Either you are in or you’re out. It’s that simple.
Thousands of entrepreneurs flocked to Silicon Valley during the Internet gold rush. They were all fully aware of this concept. It is very, very difficult to produce breakthrough ideas, products or companies living within a bubble.
Give me where to stand, and I will move the earth.- Archimedes
Peter Bichsel treats this topic rather humorously in his short story “Der Erfinder” (The Inventor). It is about an inventor that puts all his time, effort and passion into creating new inventions. However, upon returning to the city from his hideaway laboratory to show off his new inventions, he is repeatedly rebuffed and laughed at. Time after time and invention after invention he finds that his “new” inventions have already been introduced to society. Nevertheless, as a persistent and determined inventor he returns to his laboratory to truly invent something new.
Of course, he never succeeds. Other authors through history have addressed this issue. John Donne in Meditation 17 , for example: “No man is an island unto himself”. Working outside of an environment where things “are happening” means additional challenges for the businessman, entrepreneur, artist, designer, etc.
Being in the right place doesn’t keep you current; that’s what Business 2.0 or The Economist is for. Being in the right place keeps you ahead of the curve. You have the opportunity to get the inside track months before anyone is writing about it.

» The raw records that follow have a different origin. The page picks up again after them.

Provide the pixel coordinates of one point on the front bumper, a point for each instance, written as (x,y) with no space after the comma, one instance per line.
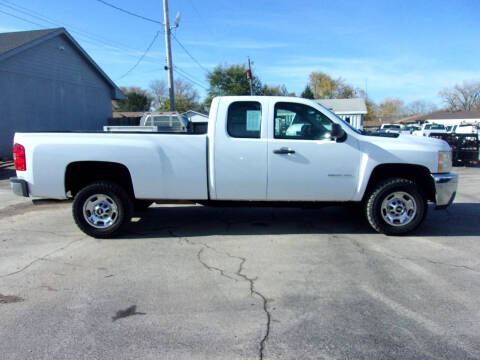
(445,189)
(19,186)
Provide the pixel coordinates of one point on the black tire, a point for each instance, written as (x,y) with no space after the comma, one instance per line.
(142,205)
(378,217)
(116,196)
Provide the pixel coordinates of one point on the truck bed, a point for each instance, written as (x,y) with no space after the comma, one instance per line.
(161,165)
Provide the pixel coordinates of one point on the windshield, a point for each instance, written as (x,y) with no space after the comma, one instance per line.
(343,121)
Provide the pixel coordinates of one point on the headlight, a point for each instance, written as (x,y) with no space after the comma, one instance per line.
(444,161)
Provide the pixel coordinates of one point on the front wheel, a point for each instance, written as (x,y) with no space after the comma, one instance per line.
(101,209)
(396,206)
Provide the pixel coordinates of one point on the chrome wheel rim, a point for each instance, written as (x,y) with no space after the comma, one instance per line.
(100,211)
(398,208)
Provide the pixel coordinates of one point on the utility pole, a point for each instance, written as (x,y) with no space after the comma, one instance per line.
(249,76)
(169,66)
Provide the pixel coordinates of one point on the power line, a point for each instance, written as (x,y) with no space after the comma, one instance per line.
(207,26)
(187,74)
(188,79)
(18,17)
(130,13)
(191,56)
(141,57)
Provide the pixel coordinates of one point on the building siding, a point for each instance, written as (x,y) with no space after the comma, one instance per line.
(50,87)
(356,120)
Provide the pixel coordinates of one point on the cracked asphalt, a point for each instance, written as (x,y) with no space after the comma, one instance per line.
(189,282)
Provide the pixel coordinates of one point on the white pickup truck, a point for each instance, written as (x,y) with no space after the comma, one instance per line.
(259,151)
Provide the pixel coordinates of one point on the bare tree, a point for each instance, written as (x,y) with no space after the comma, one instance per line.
(391,109)
(420,107)
(464,97)
(159,92)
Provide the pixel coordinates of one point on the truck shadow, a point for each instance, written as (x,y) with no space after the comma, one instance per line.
(461,219)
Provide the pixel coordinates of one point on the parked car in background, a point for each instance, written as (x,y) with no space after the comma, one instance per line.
(411,128)
(466,129)
(428,129)
(390,128)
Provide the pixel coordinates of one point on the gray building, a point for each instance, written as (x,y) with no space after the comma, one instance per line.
(350,110)
(47,83)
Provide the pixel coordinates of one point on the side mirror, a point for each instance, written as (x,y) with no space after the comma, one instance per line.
(337,133)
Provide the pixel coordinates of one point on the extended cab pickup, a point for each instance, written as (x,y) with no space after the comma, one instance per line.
(259,150)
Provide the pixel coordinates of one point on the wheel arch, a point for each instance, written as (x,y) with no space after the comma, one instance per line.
(417,173)
(78,174)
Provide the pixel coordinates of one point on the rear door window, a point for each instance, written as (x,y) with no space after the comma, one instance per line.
(244,119)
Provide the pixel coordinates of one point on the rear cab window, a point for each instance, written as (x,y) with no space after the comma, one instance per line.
(244,119)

Three short weeks in Seattle, WA was all it took to bring this idea home. Seattle, a city with technology heavyweights like Microsoft, Amazon.com and Real Networks and large investors like Vulcan Ventures (founded by Paul Allen, Microsoft co-founder), is “happening” place to be. I can only imagine what San Francisco and Silicon Valley have to be like.

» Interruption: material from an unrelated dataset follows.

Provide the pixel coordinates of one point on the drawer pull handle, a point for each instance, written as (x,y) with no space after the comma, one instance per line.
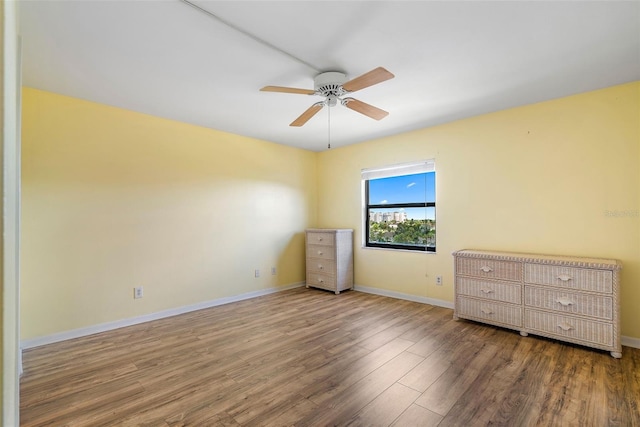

Being in the right place makes a large difference on many levels: strategic, operational, partnerships, financing, etc. If you work with video, for example, and live in Seattle there is a high probability that either you know someone who works at Real Networks ( http://www.real.com ) or you can easily get in touch with someone who does. This makes it much easier for you and your company to reach agreements with or collaborate with Real Networks- something that would almost be unfeasible from Barcelona, Spain, for example. There are simply too many barriers to overcome.
Coopetition and cooperation is more viable when all members of a value chain can work together to provide complete business solutions. Competencies, skill sets and technological ability that your individual firm may lack, can be (more or less) easily obtained through another local company by way of a bi-lateral, synergistic partnership. And, this agreement is usually reached and proposed through friends.
So, what to do if you don’t live in Silicon Valley, Seattle, London or Amsterdam? Well, get out to your local networking event and meet people. Barcelona is quite small- you always seem to run into the same people…very much like in Seattle. Use it to your advantage to make things happen…if you’re not out there you’re out of the loop. Because like everywhere- either you’re in or you’re out.